Moving your small business can be a challenge, but the right planning can make it much easier.
- Research locations before finalizing plans to move your business. Good reasons to move a business include increased space needs and wanting an area with higher foot traffic.
- Create a business plan before opening a new location. This gives you the opportunity to review your financials and generate a market analysis.
- Keep employees informed of updated schedules and responsibilities during the move. Clients should also be kept in the loop to reduce service interruptions.
Much like moving to a new home, sometimes you know it's time to move your small business to greener pastures. Whether you're moving to a better location for sales, a place that will save you money or a larger space, it's a big endeavor that takes a lot of planning.
Balancing each step has been a journey for The Foundry Collective, a locally owned boutique store in Clovis, California. Owner Karen Chisum saw an opportunity when a new building opened just one street over in a busier location. The appeal was the boost in space, increasing the store from 1,800 to 2,500 square feet. It was to be the second move for the business, which outgrew its initial space shortly after opening.
Are you ready?
Don't underestimate the importance of conducting a thorough financial and marketing analysis. A move is often an opportunity for better visibility or a newer building, but the rent or lease will cost more. Deciding whether that is a worthwhile investment requires quantitative work.

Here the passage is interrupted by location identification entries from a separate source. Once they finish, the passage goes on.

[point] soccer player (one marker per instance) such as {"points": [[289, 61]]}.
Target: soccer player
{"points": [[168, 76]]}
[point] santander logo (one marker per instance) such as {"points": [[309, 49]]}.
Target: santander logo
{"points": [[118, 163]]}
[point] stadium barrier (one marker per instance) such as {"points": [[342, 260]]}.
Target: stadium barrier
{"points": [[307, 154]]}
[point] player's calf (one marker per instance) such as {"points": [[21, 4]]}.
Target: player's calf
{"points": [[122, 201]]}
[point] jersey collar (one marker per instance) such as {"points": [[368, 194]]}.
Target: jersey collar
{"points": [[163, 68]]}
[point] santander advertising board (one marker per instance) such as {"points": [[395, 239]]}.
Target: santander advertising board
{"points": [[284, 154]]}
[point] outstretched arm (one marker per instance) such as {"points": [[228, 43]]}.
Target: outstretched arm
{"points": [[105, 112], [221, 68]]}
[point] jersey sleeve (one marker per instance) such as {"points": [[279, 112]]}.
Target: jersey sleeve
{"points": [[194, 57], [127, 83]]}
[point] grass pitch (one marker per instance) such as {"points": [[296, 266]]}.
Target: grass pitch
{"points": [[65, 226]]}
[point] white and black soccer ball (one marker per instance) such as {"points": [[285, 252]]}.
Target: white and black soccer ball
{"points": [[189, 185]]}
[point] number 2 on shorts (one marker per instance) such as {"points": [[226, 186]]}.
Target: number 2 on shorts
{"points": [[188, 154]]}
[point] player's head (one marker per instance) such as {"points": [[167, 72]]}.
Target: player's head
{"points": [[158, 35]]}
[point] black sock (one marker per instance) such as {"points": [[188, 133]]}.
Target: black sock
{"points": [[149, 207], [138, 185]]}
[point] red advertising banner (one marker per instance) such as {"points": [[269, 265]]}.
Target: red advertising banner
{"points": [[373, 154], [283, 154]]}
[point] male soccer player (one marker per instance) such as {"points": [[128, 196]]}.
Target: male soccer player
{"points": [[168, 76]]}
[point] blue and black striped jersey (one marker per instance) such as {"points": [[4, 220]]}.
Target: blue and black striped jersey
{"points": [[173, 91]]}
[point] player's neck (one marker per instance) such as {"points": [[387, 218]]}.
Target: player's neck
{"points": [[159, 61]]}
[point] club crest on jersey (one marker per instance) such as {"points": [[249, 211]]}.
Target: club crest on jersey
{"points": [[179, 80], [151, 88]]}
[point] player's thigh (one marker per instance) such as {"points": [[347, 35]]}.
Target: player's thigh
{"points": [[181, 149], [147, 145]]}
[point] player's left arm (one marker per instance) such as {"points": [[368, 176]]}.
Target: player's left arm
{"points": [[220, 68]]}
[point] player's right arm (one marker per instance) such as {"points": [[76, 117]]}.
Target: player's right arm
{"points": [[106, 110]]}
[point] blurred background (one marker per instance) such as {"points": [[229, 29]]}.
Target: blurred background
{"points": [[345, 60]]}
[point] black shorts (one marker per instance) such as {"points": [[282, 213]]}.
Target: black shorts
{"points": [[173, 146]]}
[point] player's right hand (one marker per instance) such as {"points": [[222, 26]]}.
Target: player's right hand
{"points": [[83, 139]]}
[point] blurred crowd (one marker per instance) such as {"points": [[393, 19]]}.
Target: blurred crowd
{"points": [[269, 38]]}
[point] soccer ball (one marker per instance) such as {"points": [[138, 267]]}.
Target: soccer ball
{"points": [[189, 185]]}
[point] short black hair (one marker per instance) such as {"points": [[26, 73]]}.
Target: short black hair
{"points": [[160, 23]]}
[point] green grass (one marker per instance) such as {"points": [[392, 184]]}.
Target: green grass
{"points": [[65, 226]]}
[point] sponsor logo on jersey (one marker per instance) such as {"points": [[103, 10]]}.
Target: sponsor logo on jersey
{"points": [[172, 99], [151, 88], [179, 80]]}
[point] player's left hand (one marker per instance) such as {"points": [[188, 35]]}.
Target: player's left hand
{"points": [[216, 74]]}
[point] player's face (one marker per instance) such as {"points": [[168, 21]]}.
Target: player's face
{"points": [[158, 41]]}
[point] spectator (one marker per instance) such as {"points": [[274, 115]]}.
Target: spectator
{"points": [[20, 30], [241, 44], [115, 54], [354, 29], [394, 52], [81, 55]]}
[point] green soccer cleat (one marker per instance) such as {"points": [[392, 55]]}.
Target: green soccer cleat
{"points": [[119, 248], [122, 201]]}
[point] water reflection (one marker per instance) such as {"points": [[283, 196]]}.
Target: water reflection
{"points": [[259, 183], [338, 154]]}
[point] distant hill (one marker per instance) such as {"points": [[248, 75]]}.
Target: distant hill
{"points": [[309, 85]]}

"When moving office spaces, my best tip is ensuring that your business is in the place to expand before you physically expand," said Nellie Akalp, CEO and founder of business consulting company CorpNet. "Make sure your numbers are where they need to be and your team is in place to support the expansion. You don't want to move spaces because you envision your company growth. A vision is great, but going through a physical move is very trying on a team. Make sure that vision is becoming a reality before signing that new lease."
While the planning and time investment of the move was substantial, Chisum found it was the right step to take for her business.
"At the end of the day, having adequate storage space, higher ceilings for taller displays and the opportunity to rethink the design of the store were well worth the minor inconveniences," she said.
The biggest hiccup was one that Chisum and The Foundry Collective team couldn't control – a series of delays that prolonged the opening date due to the fickle nature of construction.
Chisum said her team and the customers took the delays in stride. If nothing else, it increased interaction on social media, as people wanted to know when the store would open. Communication was key – it was important to update customers on how things were progressing, alert them that The Foundry was still at its old location, and remind them that the move was still happening.
Despite the complications, a move provides the chance for a business to grow.
"Use a move as an opportunity to evaluate your product and your bestsellers," Chisum said. "Analyze how your products are selling, and take advantage of a chance to expand on inventory or pivot in the areas you need to."
When planning your move, keep a checklist of the things you need to accomplish. When you've decided that it's the right time, start working right away. Ron Vaknin, project manager with Oz Moving and Storage, said you should start the process as early as six months before you move out.
Do plenty of research on moving companies, and book their services months in advance. Likewise, start collecting quotes for new phone service, internet and security for the new space right away. Doing this early helps you get a better idea of your budget for the new building, as you may also want to renovate the space or purchase new furniture. According to Move.org, your checklist should feature all of the logistics of moving your business, such as setting a budget, hiring movers, reviewing lease terms and determining if you need insurance for the move. For instance, if any equipment breaks in the move, you want insurance coverage in case the damage could detrimentally effect operations.
Much like The Foundry Collective did, keep both customers and employees continually informed of the move through social media, newsletters and signage at the storefront. Inform them of the benefits to the business for switching locations, such as a bigger space or more convenient area. Plan the layout before you make the move, and hire an interior designer to make the most out of the space.
Keep your online presence current by updating your website and Google My Business listing with your new address and contact info, said Rhea Drysdale, CEO for Outspoken Media. Services such as Moz can check all mentions of your business's listing online and update them for you.
Keep all your employees up to date with the move too. All individuals involved with the move should have a schedule of events and a list of their responsibilities. Give employees plenty of notice so they can adjust accordingly.
A final piece of advice is to plan what the first day will look like. Will it be more of a soft opening, or a big splash with decorations and goodies? That decision, like others, depends on the type of business you have and the needs of your customers. When it's all said and done, a fresh start with excited customers will be well worth the effort.